If you’re not already following these accounts on Twitter, get to it. They will (probably not) change your life.
1. Big Ben
BONG BONG BONG BONG BONG
— Big Ben (@big_ben_clock) January 9, 2017
BONG BONG BONG BONG BONG BONG BONG BONG BONG BONG BONG BONG
— Big Ben (@big_ben_clock) January 9, 2017
BONG
— Big Ben (@big_ben_clock) January 9, 2017
It’s pointless, needless, but absolutely not a waste of time. (And we’re interested to see what will happen when Big Ben goes silent at some point this year…)
2. The Horniman Walrus
My life is a surreal one,
a regular phantasmagoria,
From being overstuffed
To visits from Queen Victoria#NationalPoetryDay— Horniman Walrus (@HornimanWalrus) October 6, 2016
I’ve been admired by royals,
The great & the good.
Come visit me in Forest Hill,
You know you really should. #NationalPoetryDay— Horniman Walrus (@HornimanWalrus) October 6, 2016
Dear #Dippy,
Hope you have fun on your holiday. Don’t forget to write.
Love, The Walrus. #dippyontour @NHM_London— Horniman Walrus (@HornimanWalrus) November 15, 2016
The Horniman Walrus is quite the poet, if you didn’t know it. As for his friend Dippy, you could follow him, but he’s not very funny. And also he’s leaving so he doesn’t count anymore.
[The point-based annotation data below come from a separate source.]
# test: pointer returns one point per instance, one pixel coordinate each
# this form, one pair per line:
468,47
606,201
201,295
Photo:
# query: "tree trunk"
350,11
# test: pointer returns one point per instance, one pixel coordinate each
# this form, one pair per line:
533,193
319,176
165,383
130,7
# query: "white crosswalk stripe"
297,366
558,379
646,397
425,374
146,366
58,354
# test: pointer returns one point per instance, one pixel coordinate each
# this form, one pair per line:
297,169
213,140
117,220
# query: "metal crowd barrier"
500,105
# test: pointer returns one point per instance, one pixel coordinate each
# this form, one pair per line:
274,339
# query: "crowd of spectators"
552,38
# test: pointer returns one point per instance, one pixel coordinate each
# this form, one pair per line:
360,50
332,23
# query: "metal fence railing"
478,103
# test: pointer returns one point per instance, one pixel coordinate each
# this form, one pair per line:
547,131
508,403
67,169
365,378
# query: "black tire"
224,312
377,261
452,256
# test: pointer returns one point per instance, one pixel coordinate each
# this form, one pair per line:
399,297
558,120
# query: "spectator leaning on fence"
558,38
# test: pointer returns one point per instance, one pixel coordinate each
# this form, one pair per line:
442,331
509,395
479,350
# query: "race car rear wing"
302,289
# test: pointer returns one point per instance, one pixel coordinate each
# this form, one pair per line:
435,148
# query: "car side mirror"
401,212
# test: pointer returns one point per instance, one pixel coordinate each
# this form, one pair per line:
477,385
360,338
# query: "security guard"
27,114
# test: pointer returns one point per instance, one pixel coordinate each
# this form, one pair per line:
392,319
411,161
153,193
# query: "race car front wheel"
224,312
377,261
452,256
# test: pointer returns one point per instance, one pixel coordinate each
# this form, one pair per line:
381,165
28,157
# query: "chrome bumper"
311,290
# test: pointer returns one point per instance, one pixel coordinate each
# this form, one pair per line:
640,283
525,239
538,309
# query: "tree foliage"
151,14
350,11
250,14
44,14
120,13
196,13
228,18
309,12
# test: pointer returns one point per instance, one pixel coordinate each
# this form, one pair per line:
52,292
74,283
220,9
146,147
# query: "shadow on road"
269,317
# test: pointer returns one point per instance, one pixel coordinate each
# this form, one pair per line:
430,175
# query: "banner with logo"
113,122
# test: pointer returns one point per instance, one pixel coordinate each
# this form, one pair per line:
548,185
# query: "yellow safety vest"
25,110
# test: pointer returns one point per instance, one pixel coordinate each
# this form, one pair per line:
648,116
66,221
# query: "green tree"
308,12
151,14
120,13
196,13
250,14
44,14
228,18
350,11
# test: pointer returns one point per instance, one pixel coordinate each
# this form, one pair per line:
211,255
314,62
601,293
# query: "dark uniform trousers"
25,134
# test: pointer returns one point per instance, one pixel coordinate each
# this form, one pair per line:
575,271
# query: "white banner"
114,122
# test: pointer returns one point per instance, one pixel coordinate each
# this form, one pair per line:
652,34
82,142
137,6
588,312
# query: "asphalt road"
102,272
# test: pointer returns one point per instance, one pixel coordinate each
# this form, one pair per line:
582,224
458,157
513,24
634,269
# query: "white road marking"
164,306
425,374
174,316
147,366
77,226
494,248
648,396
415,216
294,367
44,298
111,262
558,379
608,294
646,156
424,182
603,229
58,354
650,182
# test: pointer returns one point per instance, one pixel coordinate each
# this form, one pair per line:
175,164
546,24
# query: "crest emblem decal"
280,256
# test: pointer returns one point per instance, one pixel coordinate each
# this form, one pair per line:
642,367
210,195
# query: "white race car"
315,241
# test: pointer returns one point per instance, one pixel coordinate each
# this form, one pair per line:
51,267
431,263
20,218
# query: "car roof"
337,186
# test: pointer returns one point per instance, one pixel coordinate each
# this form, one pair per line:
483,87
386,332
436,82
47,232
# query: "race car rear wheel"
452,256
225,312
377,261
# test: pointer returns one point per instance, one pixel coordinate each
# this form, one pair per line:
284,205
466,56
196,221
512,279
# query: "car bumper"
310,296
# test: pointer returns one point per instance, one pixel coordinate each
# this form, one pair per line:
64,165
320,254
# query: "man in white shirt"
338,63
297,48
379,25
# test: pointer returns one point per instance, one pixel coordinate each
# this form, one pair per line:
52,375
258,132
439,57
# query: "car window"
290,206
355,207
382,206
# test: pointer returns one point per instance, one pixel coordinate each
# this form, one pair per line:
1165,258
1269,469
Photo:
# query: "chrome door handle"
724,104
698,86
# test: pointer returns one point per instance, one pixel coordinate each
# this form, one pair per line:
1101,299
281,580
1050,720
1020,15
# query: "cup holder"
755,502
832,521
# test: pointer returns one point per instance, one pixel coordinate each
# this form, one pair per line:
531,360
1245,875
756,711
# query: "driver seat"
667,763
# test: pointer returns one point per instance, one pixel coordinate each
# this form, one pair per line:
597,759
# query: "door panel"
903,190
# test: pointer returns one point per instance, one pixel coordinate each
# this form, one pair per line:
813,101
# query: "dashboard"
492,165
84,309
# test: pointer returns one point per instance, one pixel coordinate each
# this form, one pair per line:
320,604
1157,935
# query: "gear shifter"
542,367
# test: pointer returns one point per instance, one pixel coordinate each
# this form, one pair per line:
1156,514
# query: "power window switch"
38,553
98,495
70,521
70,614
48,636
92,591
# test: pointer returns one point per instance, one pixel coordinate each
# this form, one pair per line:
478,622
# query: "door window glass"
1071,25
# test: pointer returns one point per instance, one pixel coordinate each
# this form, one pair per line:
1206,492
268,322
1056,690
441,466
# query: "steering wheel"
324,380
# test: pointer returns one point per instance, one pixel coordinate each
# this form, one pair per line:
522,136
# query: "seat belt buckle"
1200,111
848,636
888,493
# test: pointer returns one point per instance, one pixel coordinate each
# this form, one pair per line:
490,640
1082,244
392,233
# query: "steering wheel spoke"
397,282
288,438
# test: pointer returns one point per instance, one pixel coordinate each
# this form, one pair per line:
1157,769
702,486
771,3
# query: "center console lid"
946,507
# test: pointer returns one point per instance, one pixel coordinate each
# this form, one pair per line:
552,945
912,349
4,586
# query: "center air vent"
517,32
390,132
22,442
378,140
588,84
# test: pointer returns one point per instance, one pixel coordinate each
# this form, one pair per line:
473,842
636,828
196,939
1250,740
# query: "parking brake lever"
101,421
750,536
3. Here’s a peek at our American guest who will be replacing Dippy this year…
I am as blue as I’ve ever been. I love you ALL!!!!
— NatHistoryWhale (@NatHistoryWhale) November 15, 2016
Hopefully us Brits will take over her account… and perhaps even give her a name.
4. The ever-brilliant, Dolphin Pub.
Kim Kardashian has a massive arse. It’s called Kanye.
— The Dolphin (@The_Dolphin_Pub) December 13, 2016
#RIP2016, you big fucking pie.
— The Dolphin (@The_Dolphin_Pub) January 1, 2017
I thought Ariana Grande was a font. #BRITs2016
— The Dolphin (@The_Dolphin_Pub) February 24, 2016
Expect lots of effing and blinding. And the odd political outburst.
5. The Trafalgar Tree
Me, Nelson, and the lions have our work #Christmas party tonight. Don’t worry, I’ve hired a stunt double to cover for me. ?
— The Trafalgar Tree (@TrafalgarsTree) December 16, 2016
A seasonal tweeter, so he’ll be out of business for a while. What’s better than the Trafalgar Tree himself, though, is the tweets about the Trafalgar Tree, written by people who were, erm, slightly disappointed with his appearance.
6. The Glass Jar of Moles at the Grant Museum of Zoology
Humans.When you’re angry, is you instant reaction actually a good solution to the problem?No! Do the research,understand the problem, solve.
— Glass Jar Of Moles (@GlassJarOfMoles) December 13, 2016
Because why shouldn’t they have their own Twitter account? They’re very wise.
7. The Southbank Centre’s Singing Lift
I AM IN FINE VOICE TODAY! BY WHICH I MEAN, I HAVE LITERALLY NEVER BEEN LOUDER! COME FOR A RIDE IN ME! BRING EARPLUGS!
— SouthbankSingingLift (@SingingLift) October 15, 2016
Again, why the hell not?
8. Greenwich Mean Time
It’s 8.16am. You look beautiful.
— Greenwich Mean Time (@GreenwichMean) April 1, 2016
It’s 11.18pm. What the fuck are you looking at, you fucking fucks? Go to bed, for fuck’s sake. If anyone needs their beauty sleep, it’s you.
— Greenwich Mean Time (@GreenwichMean) October 12, 2015
GMT is a bit bipolar, and can’t often make up his mind. But it can *sometimes* be uplifting.
9. Larry the Cat
PICTURE: A slimy bottom feeder.
Also pictured: A ray. pic.twitter.com/LH0979Iwqa— Larry the Cat (@Number10cat) January 7, 2017
I told the boss I’d be late in because of the #TubeStrike – she pointed out I live here. Damn.
— Larry the Cat (@Number10cat) January 9, 2017
Okay, so Larry is very animate… but we weren’t going to change the title of the post just for him. Larry lives at number 10 with Theresa, and you should follow him for regular Farage insults and jokes about Trump.